There is something rather tasteless in the way that official France has now come out against the advice of this Jewish communal leader, who was simply acting out of concern for his fellow Jews and as a response to the reality he lives every day in Marseilles. Not only because official France is light years away from that reality and has no concept of what it means to be a Jew in Europe today, but because it is official France that is responsible for the predicament that France’s Jews find themselves in. They fail, repeatedly, to protect the Jews, as is their state duty. No other group in France experiences the troubles that the Jews do. France’s Jews represent less than 1% of the country’s population. Yet in 2014, according to the French Interior Ministry, 51% of all racist attacks targeted Jews. The statistics are similar in other European countries.
It is hypocritical for official France to blame a man for voicing his concern in the form of this advice when in fact French authorities have looked the other way, belittled and avoided taking responsibility for the Jews’ plight, as previously described in this column.
One particularly nasty example: In 2006, a young French Jew, Ilan Halimi, was held prisoner and tortured for 24 days by a gang of Muslims, then dumped, naked and handcuffed, in a field to die, French police were not even treating the incident as an anti-Semitic crime and surely no French people thought of donning a kippah in solidarity. In Europe this story was barely even reported and indeed the BBC still reports anti-Semitism in France as something that is only just now “rising.”

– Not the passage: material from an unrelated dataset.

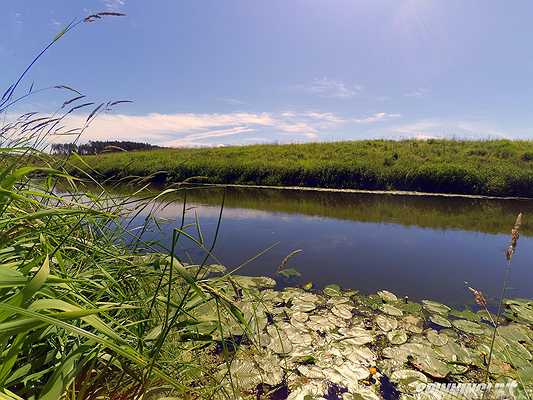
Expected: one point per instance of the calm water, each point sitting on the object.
(421, 247)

When in the summer of 2014 Jews had to barricade themselves in a Parisian synagogue because an anti-Semitic mob wanted to descend upon them as part of their “march for Gaza,” official France was silent. When another mob marched though the streets of France, yelling for Jews to get out, official France was silent. But when all these events finally accumulate and make a Jewish communal leader voice his most natural fear in public — then official France finds it opportune to chime in and voice how it finds the reality, which its actions and inactions helped create, to be “intolerable.”
According to a poll from the European Jewish Congress, a third of all European Jews — that is, 700,000 Jews — are considering leaving Europe. In France, 75% of Jews are considering leaving and 15,000 French Jews have already left in the past two years alone. Official France should have voiced its concerns about the ability of its citizens to be Jewish in public two decades ago. Today, in the face of this mass emigration and the nearly constant verbal and physical attacks on its Jewish citizens, such statements are utterly meaningless and serve only as fig leaves for the French establishment’s failure to protect the Jews of France.
Judith Bergman is a writer and political analyst living in Israel.